By default, our clients retry 2 times (so a total of 3 requests) using the exponential backoff strategy with an initial delay of 0.5s and a max delay of 8s. We also add a jitter of 25% to spread out requests.
This can be configured by you for your users:
client_settings:
default_retries:
# 5 retries are made, with the interval [1, 2, 4, 8, 10 (capped by the max)]
# not accounting for jitter
max_retries: 5
initial_delay_seconds: 1
max_delay_seconds: 10
Or it can be changed by the user in each language's SDK:
client = new Petstore({
maxRetry: 0, // Doesn't retry at all
});
Our SDKs also respect the Retry-After
header sent by the API, which defines
in integers how many seconds we should wait before making another request. We also support the Retry-After-Ms
header which is less standard but gives more fine-grained control over timings in milliseconds.
Timeouts
In addition to retries, our clients also have a default timeout of 60 seconds, which can be configured.
client_settings:
default_timeout: PT60S # ISO8601 or number of milliseconds. This is 60 seconds
Idempotency key
Idempotency Keys can prevent errors where multiple retried requests are interpreted as separate requests. Our clients retry connection errors and certain status codes by default to create robust integrations, so we recommend that your API supports idempotency keys, especially for critical endpoints.

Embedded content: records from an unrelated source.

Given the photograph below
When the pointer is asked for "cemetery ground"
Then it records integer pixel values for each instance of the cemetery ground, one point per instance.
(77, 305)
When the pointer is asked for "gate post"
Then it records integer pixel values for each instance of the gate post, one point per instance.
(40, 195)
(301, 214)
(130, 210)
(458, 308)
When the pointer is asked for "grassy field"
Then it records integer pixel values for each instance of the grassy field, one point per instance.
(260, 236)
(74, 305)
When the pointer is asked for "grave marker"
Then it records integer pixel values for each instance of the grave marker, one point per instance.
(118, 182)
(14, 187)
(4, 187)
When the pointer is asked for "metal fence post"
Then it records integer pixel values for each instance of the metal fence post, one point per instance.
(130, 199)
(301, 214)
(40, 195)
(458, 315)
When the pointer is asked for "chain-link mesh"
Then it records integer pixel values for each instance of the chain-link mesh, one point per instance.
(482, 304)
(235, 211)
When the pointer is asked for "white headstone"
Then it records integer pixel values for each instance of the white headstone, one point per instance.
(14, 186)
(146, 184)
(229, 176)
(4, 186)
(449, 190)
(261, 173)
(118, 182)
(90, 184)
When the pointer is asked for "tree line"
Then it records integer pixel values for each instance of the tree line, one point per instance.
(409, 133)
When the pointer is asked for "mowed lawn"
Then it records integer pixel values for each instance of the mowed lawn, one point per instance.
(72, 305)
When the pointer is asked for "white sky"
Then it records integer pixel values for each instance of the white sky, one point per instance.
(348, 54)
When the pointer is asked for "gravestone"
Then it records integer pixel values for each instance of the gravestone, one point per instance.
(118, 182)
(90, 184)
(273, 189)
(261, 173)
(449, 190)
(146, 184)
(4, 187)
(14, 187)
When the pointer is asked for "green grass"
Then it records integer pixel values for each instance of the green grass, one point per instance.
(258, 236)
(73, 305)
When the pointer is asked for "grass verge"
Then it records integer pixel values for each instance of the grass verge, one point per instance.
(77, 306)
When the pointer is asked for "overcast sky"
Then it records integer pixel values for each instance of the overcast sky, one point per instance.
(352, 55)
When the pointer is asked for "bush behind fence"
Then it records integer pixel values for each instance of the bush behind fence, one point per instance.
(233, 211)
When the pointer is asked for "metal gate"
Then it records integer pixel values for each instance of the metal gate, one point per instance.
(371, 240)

You can configure idempotency keys by specifying client_settings.idempotency
like so:
client_settings:
idempotency:
header: 'Idempotency-Key' # or a header you prefer, like 'X-Request-Id'
We send the configured header with a value in the format stainless-retry-{random_uuid}
on all
non-GET
requests. This header is also possible to override in every SDK that we generate.
Enterprise
OpenAPI transformations
If your OpenAPI is not perfect and/or hard to modify because it's generated, we can work with you to identify problems in your OpenAPI spec and fix issues on our end with OpenAPI transforms. Contact our sales.
SSE streaming
Configuring SSE streaming is supported by Stainless for enterprise customers. When configured, we will generate ergonomics bindings for your users to
consume streams ergonomically and conveniently, for example in for await
loops and more. Contact our
sales.
We can also help write and design helpers to make your streamed APIs more powerful for your users.